ISLAMABAD: The World Bank has approved a package of $825 million to modernise the national power transmission system and improve health and education service delivery in Pakistan by strengthening financial management and procurement systems.

The $425m first phase of the national transmission modernisation project would enable new power generation to reach consumers by upgrading, expanding and rehabilitating selected 500kV and 220kV substations and transmission lines, the World Bank resident mission announced here on Wednesday.
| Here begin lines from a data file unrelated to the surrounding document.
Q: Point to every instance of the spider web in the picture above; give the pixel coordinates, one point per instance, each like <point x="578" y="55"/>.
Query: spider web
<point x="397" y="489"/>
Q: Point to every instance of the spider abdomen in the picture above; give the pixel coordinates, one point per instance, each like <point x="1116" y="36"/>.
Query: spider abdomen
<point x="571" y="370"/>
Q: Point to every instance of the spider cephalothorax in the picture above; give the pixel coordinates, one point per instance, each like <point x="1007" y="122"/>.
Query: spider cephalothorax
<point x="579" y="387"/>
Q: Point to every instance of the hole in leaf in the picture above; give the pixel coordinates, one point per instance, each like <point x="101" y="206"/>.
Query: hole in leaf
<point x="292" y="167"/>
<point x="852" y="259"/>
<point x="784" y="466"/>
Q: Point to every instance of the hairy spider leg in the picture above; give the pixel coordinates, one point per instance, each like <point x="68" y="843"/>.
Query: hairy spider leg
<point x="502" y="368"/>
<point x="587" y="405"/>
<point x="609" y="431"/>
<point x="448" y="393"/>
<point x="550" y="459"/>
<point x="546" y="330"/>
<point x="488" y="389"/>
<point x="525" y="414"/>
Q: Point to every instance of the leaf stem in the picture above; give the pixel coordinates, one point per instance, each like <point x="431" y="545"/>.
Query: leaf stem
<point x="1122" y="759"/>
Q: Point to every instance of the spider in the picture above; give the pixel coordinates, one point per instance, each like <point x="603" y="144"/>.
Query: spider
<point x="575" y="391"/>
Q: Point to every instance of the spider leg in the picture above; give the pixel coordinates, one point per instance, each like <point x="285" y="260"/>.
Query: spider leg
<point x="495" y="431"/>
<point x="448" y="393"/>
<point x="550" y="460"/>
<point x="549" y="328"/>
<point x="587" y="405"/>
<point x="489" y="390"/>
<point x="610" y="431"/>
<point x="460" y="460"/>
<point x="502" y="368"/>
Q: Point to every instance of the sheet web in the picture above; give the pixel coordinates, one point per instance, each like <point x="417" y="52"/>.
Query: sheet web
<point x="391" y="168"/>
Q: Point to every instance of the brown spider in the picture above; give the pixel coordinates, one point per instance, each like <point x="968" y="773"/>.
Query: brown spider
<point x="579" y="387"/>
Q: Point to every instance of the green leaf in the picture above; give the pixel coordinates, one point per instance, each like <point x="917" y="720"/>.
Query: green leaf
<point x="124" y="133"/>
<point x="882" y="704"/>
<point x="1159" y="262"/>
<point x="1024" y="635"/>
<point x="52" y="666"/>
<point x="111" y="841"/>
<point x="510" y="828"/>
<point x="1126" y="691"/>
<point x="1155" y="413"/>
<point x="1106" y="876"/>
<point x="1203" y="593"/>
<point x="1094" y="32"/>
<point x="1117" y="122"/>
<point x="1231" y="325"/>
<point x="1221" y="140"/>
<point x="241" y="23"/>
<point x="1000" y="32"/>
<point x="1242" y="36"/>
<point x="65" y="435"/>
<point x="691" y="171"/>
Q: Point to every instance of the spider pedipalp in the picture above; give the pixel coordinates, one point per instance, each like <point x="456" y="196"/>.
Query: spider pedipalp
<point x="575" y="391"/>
The objective of the project is to increase the capacity and reliability of selected segments of the national transmission system and modernise key business processes of the National Transmission and Dispatch Company (NTDC). The main component of the project is to expand, augment and upgrade selected existing 500kV and 220kV substations and associated lines and construct new 765kV, 500kV, and 220kV substations and transmission lines.

“With a substantial volume of new generation now coming online, the strengthening of the transmission and distribution systems is critical,” says Illango Patchamuthu, World Bank Country Director for Pakistan. “The improved power supply will help meet the unserved demand from consumers and reduce the number and duration of power outages”.

The project will improve supply reliability and reduce losses in the transmission network. It will also modernise the information and communication technology infrastructure and strengthen financial and accounting systems of the NTDC using information technology. This will result in more efficient operation and business decision-making processes, higher productivity and upgraded staff skills.

The government has planned to increase power generation capacity by 30,000MW by 2022. There has been progress in securing $36 billion required for this expansion, including funds for power system investments planned under the China-Pakistan Economic Corridor.

New private investment and increased investments by the existing independent power produces will fund an estimated two-thirds of the investment requirements. The least-cost generation plan focuses on the development of hydropower projects in the north and efficient thermal plants in the centre and south of the country.

Public financial management inefficiencies contribute to Pakistan’s weak performance in health and education sectors, and despite a substantial increase, financial resources fail to reach clinics and schools on time.

The $400m public financial management (PFM) reform programme will address these challenges through the enactment of a robust public finance management law, which will lead to decentralisation of payment and empower front-line service delivery managers.

The programme will also focus on strong cash management, timely and comprehensive reporting, improvement in federal-provincial coordination, timely release of funds, streamlining payroll and pension systems, efficient and transparent procurement and user-friendly reports for citizen engagement.

The government programme, as indicated in the PFM reform strategy, consists of six pillars — revenue mobilisation, fiscal management, service delivery and results-based management, public investment management and public private partnership, oversight, transparency and accountability and vertical integration.

“The public financial management challenges undermine the delivery of health and education services to the population,” said Mr Illango. “The new programme will support the government to strengthen their public financial management and make it more transparent and accountable by introducing new aspects like social audit of public expenditures by beneficiaries.”

The transmission modernisation project is financed by the International Bank for Reconstruction and Development — a part of the World Bank group that lends to credit-worthy low and middle income countries. It is a fixed-spread loan with a maturity of 21 years, including a grace period of six years.

The PFM reform programme is financed by the International Development Association — the World Bank’s fund for the poor — with a maturity of 25 years.